[Fabricio Rocha] - 08-Feb-2010 - Error treatment in programming always seems to be an underestimated topic, often untold by and to newbies, while it's a useful thing that might be naturally taught along with the basics in a programming language. Only after some two years of studying Tcl/Tk I was able to find some information about this subject and develop myself a very basic and limited idea of how applications can avoid being crashed by bugs or misuse, so I would like to discuss some error management techniques with the experienced folks, while building up a tutorial from this discussion (something highly useful by aspiring Tclers like me). And, please, treat the errors you find...


**Which error-management features are provided by Tcl?**


***unknown***

Whenever a script invokes a command/procedure which is not defined anywhere, the Tcl interpreter triggers a built-in command called [unknown]. This command searches a definition of the procedure in other places than the interpreter's context, and if a procedure with the name is not found anywhere, [unknown] stops the script's processing and shows an error message in the console.

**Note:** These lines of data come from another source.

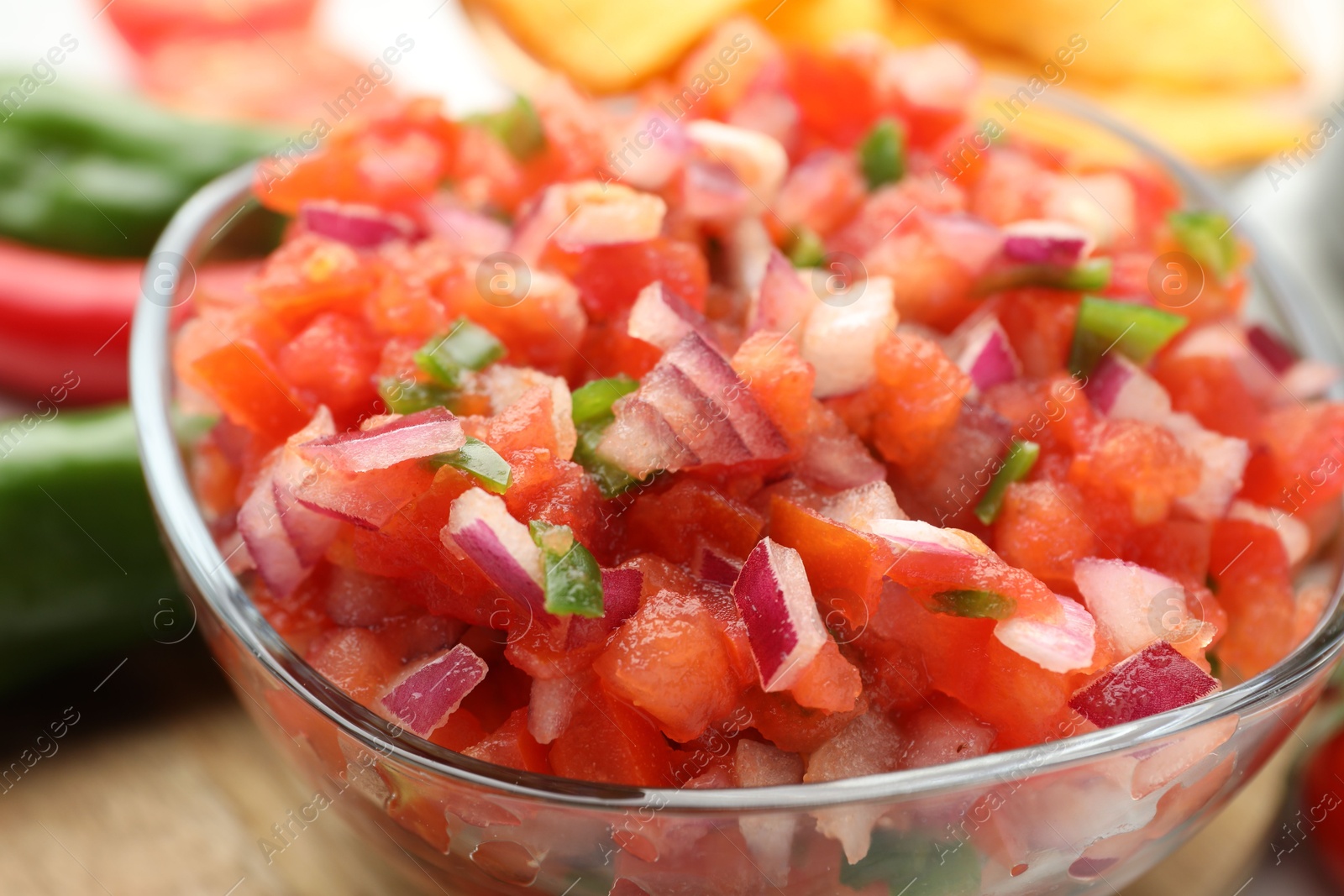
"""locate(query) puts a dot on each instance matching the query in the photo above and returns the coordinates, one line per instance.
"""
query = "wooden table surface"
(163, 786)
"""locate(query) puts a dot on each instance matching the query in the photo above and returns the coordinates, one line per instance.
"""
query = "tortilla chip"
(1186, 45)
(609, 46)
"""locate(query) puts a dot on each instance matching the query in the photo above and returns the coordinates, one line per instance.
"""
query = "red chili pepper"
(64, 313)
(60, 313)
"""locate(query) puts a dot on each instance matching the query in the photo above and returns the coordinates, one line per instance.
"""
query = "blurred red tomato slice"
(145, 24)
(1323, 806)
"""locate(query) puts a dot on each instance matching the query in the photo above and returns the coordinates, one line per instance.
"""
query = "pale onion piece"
(938, 76)
(551, 707)
(501, 546)
(405, 438)
(748, 248)
(467, 231)
(423, 698)
(870, 745)
(776, 602)
(1122, 390)
(1222, 464)
(769, 837)
(660, 317)
(987, 356)
(355, 224)
(507, 385)
(783, 300)
(1101, 204)
(972, 242)
(1294, 533)
(1133, 605)
(1055, 647)
(1308, 379)
(588, 212)
(642, 441)
(839, 459)
(840, 340)
(860, 506)
(1167, 761)
(757, 160)
(649, 152)
(1046, 242)
(917, 535)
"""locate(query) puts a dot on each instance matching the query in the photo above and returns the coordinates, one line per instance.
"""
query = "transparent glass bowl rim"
(203, 221)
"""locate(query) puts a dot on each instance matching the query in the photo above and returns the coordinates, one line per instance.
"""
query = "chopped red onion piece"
(355, 224)
(405, 438)
(783, 301)
(1055, 647)
(987, 356)
(776, 602)
(1046, 242)
(430, 692)
(1294, 533)
(1151, 681)
(1272, 349)
(662, 318)
(711, 191)
(1122, 390)
(481, 527)
(711, 374)
(622, 590)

Like other Tcl built-in commands, ::unknown can be renamed and substituted by a procedure with the same name which can do other things before the default actions; and this is the way unknown is best used. Since Tcl 8.5, there is also the [namespace unknown] command, which allows the programmer to name a procedure which will be called when a command/procedure lookup fails in the scope of a specific [namespace].


***::errorCode***

A reserved and global variable called [errorCode] is automatically created by the Tcl interpreter during the execution of a script for holding information about errors occurred in runtime, so its contents are changed everytime an error happens. `errorCode` is a variable-length list whose first element is a string which indicates the type of error which happened, and the following elements, if existant, are details about the errors which can be used by a procedure for error treatment. As of Tcl8.5, `::errorCode` seems to be still underused by many of the core Tcl commands, and these are the possible values and structures that are generated by these commands and stored in `::errorCode`, according to the official documentation [http://www.tcl.tk/man/tcl8.5/TclCmd/tclvars.htm]:

   * “ARITH” ''code msg'' – Arithmetic error. The ''code'' element can contain the strings DIVZERO, DOMAIN, OVERFLOW or IOVERFLOW. ''msg'' contains a human-readable description of the problem.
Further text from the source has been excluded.